Sei arrivata in tempo. La corruzione dilaga, la mancanza di fede mi
sta uccidendo. Gli altri stanno per cadere...-
sussurrò flebile lo spirito, che lentamente scendeva dalla statua verso
Lavinia, prendendo gradualmente forma. La sacerdotessa, dopo aver
congiunto le mani all'altezza del petto, stava per rispondergli, se non fosse per Augustus.
-Cosa
significa tutto ciò? Gli Dei sono immortali, lo erano e lo saranno
sempre! Non ha senso tutto ciò!-
esclamò l’esploratore, interrompendo quell'assurda
conversazione. Incredulo. spostanva lo sguardo da Lavinia a ciò che
rimaneva dello spirito di Apollo che era emerso dalla statua.
L’augure gli rispose con una breve risata amara, presa com’era
nel fasciarsi le braccia ferite.
-Come
no? Noi possiamo morire! Certo, non come morite voi umani…-
cominciò lo spettro, comparso ai piedi dell’opera come un
adolescente con in testa una corona d’alloro e tra le braccia una
cetra.
-Noi
scompariamo quando gli uomini non credono più in noi, quando
la
gente perde la fede in ciò che rappresentiamo. Che senso ha esistere
se il concetto che ci ha fatti nascere non ha più valore? Così noi
decadiamo, l’uomo si corrompe e la Natura risponde a tutto ciò con
esseri aberranti.- concluse
il dio, spostando poi l’attenzione sulla donna.
Lavinia,
sentendo lo sguardo dell’esploratore su di sé, strinse le bende
per continuare il discorso.
-Vedi,
amico mio, se Roma non è mai caduta ed è resistita per tutto questo
tempo è anche grazie a persone come me o te che alimentano con la
loro fede le divinità. Se no il nostro impero sarebbe caduto più di
un millennio e mezzo fa. E ora che la fede ci sta abbandonando,
compaiono mutanti al confine che attaccano i civili-.
Augustus
annuì lentamente, indeciso.
-E
ora?-
chiese lui, confuso. –Che
si fa?-
-Ora?
Ora torneremo fra la gente, ridaremo importanza alle virtù che ogni
divinità rappresenta-
rispose mesto Apollo, osservando triste la sua statua, che
beffardamente rimarcava la sua attuale impotenza.
-Se
te lo stai chiedendo, sì. Altri miei fratelli e sorelle sono partiti
per questa missione-
lo anticipò Lavinia, alzandosi in piedi.
-Su
Augustus, in piedi e facci strada. Si torna a Roma-
L’esploratore le rivolse uno sguardo insicuro prima di rispondere.

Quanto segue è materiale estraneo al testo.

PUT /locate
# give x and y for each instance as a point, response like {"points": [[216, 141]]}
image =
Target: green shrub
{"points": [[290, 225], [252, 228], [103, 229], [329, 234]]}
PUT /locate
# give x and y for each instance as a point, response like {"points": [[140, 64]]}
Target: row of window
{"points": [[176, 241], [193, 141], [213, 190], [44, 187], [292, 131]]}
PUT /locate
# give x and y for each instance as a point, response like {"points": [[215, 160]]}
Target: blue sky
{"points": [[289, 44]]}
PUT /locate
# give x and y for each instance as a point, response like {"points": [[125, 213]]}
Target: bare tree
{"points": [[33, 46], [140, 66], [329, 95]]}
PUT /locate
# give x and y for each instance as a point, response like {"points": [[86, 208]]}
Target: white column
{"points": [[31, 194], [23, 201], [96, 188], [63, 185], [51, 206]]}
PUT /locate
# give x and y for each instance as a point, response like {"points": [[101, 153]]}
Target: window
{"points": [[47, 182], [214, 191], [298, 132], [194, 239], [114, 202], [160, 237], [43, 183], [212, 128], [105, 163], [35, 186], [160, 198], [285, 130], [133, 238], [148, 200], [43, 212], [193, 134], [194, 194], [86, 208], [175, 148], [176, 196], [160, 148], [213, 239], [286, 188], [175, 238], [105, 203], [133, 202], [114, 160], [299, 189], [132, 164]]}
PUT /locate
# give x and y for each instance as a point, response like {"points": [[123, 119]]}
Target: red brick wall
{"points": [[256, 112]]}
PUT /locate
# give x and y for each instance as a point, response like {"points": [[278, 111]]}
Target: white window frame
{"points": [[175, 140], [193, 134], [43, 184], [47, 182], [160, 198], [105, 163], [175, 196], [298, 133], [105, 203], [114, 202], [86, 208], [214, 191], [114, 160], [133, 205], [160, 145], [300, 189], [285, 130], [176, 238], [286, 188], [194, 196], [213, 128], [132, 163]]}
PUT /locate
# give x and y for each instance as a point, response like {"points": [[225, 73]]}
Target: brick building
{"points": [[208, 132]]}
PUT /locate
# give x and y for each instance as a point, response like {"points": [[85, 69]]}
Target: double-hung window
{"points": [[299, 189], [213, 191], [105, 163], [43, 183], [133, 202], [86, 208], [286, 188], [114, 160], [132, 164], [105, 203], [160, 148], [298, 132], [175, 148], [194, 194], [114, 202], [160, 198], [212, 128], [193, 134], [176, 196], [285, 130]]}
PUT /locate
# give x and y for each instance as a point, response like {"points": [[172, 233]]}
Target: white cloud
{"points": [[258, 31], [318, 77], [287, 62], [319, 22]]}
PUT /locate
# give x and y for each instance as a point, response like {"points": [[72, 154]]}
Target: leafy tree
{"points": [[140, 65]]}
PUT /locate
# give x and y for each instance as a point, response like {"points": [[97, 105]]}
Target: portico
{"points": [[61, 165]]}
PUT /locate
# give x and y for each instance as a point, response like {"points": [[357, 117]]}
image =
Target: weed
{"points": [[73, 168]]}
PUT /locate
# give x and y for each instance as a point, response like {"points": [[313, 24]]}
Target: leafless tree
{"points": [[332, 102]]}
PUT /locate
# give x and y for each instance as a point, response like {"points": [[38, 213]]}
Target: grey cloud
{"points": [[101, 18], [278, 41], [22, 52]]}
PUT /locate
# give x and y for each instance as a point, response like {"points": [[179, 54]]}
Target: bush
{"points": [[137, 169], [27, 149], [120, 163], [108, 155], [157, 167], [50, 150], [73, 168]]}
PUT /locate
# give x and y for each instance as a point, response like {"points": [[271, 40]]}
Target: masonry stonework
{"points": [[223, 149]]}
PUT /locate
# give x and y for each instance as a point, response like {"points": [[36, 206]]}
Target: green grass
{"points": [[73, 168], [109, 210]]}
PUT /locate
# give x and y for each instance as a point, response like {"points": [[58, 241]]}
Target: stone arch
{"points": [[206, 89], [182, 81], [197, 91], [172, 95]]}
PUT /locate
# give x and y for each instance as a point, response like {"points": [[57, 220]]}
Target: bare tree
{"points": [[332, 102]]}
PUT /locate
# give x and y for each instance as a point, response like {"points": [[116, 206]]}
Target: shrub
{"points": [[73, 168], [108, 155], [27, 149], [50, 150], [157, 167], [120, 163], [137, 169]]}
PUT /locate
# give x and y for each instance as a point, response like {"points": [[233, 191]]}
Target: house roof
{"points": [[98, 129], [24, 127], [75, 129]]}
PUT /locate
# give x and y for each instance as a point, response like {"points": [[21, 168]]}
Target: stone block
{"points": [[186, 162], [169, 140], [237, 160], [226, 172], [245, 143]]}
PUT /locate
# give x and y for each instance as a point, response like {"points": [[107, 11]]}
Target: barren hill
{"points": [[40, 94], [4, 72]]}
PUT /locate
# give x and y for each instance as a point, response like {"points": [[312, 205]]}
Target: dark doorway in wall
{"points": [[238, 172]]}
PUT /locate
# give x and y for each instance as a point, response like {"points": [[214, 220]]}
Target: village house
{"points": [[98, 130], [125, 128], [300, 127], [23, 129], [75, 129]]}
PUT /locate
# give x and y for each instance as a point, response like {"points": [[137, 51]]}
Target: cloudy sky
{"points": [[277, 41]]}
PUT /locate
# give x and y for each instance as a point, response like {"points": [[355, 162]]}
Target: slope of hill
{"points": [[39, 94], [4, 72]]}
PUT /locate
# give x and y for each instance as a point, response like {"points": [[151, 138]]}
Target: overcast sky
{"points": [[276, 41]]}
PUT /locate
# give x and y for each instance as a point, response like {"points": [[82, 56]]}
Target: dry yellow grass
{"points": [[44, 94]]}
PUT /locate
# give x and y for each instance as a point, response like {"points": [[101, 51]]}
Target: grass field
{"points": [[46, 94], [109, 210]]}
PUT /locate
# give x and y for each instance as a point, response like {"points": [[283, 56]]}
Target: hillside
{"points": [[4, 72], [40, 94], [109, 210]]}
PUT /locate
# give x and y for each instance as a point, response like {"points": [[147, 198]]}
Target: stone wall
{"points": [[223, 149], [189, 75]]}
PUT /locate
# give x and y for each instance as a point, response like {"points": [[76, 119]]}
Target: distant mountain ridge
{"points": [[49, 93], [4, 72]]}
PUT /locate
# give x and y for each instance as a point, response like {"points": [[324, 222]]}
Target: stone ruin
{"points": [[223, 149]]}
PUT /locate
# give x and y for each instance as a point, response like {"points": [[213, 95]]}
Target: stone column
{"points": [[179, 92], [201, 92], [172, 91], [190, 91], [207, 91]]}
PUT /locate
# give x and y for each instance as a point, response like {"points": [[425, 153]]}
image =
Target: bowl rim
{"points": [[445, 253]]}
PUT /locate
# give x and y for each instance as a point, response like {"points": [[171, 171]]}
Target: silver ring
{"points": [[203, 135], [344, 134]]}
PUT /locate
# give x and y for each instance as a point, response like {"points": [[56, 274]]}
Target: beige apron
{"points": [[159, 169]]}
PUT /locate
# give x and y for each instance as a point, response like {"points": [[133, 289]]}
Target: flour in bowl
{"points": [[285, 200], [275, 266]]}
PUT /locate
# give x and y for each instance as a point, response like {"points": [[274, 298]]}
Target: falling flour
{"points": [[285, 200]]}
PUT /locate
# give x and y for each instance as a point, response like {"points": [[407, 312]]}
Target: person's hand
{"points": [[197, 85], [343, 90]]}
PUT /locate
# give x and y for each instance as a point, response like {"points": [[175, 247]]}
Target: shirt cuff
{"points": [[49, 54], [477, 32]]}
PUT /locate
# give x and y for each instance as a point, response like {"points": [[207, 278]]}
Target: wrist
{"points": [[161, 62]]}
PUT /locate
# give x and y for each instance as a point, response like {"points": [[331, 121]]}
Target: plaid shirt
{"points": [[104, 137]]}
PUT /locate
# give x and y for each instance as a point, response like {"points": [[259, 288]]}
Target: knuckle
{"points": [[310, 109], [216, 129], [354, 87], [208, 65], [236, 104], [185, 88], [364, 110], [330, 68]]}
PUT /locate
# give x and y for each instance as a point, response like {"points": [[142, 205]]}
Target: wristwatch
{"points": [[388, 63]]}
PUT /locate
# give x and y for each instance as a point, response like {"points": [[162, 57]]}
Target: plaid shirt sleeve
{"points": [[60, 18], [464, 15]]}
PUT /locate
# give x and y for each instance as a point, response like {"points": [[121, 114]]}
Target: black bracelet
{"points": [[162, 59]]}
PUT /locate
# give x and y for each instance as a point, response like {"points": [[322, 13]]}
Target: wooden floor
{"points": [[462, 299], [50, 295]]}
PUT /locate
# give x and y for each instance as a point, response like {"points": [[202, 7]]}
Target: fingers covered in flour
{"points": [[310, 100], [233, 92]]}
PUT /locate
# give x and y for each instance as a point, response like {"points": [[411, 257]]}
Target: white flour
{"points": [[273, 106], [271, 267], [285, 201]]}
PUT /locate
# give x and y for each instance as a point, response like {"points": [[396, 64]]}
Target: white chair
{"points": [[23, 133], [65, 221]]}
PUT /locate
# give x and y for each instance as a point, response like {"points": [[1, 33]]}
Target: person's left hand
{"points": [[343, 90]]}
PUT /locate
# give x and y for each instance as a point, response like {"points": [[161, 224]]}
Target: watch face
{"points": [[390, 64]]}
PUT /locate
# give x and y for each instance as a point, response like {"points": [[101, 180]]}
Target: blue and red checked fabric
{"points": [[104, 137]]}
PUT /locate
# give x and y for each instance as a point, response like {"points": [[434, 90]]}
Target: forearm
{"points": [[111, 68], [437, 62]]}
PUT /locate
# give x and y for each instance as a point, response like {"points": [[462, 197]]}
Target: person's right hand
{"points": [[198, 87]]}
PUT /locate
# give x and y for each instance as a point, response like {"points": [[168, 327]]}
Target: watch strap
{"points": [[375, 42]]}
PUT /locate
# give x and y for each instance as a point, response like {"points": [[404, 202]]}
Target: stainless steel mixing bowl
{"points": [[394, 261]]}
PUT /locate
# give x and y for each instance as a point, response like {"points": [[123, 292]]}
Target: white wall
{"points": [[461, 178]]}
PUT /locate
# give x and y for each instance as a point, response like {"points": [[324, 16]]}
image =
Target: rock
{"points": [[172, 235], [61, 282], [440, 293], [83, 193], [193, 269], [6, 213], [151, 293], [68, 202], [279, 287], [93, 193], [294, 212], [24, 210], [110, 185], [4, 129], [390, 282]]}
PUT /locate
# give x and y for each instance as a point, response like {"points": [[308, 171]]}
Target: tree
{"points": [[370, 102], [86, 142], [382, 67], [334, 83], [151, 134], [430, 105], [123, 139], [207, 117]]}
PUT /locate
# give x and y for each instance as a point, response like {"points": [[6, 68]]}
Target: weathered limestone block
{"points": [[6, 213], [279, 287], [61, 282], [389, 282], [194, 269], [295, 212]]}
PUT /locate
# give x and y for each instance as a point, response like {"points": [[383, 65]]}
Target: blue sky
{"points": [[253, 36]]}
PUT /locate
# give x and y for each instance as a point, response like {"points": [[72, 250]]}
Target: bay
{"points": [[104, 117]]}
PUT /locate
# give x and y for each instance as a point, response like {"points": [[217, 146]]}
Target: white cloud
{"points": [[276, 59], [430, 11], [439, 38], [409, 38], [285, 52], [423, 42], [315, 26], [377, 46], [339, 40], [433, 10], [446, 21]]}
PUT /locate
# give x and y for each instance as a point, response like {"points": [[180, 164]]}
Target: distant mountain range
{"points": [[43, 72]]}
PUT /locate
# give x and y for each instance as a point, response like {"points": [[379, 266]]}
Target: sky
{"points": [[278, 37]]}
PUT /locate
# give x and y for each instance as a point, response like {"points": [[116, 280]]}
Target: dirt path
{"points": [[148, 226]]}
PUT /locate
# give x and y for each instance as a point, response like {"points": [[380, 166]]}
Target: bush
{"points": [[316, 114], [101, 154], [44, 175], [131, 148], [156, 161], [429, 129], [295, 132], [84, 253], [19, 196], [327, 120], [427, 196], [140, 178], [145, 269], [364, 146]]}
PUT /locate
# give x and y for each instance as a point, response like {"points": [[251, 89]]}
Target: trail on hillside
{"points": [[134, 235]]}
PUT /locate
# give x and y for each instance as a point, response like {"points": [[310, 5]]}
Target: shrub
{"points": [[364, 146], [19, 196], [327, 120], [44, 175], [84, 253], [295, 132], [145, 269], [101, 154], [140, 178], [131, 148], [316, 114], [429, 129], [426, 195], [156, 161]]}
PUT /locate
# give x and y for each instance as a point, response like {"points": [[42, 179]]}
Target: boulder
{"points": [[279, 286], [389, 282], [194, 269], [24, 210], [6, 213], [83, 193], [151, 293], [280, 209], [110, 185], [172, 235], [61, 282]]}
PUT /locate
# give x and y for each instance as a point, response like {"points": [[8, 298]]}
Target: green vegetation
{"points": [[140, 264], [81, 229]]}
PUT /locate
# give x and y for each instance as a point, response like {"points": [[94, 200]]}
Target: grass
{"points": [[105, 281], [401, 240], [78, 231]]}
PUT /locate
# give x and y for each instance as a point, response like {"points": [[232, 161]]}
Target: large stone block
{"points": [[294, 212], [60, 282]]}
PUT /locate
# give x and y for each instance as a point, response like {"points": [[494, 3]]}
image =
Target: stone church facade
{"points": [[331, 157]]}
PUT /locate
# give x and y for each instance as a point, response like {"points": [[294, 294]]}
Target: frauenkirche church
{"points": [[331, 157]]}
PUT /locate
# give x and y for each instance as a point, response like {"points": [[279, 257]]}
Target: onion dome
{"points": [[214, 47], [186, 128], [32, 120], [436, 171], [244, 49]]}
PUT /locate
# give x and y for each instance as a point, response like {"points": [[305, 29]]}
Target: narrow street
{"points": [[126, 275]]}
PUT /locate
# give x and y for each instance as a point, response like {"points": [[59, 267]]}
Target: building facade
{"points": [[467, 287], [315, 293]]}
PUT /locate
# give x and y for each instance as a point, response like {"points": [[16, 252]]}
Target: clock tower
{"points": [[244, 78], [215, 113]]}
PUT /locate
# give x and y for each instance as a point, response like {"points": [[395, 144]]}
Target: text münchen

Ormai ogni sua certezza, maturata nel corso della sua lunga vita,
cominciava a vacillare.
-Ma…
Cosa dobbiamo fare?-
domandò mentre ripercorreva il ripido sentiero verso l’uscita.
-Riportiamo
la fede nel cuore degli uomini!-
ululò lo spirito del dio, trasformatosi immediatamente in lupo prima
di sfrecciare sul sentiero verso il fuori, verso la luce.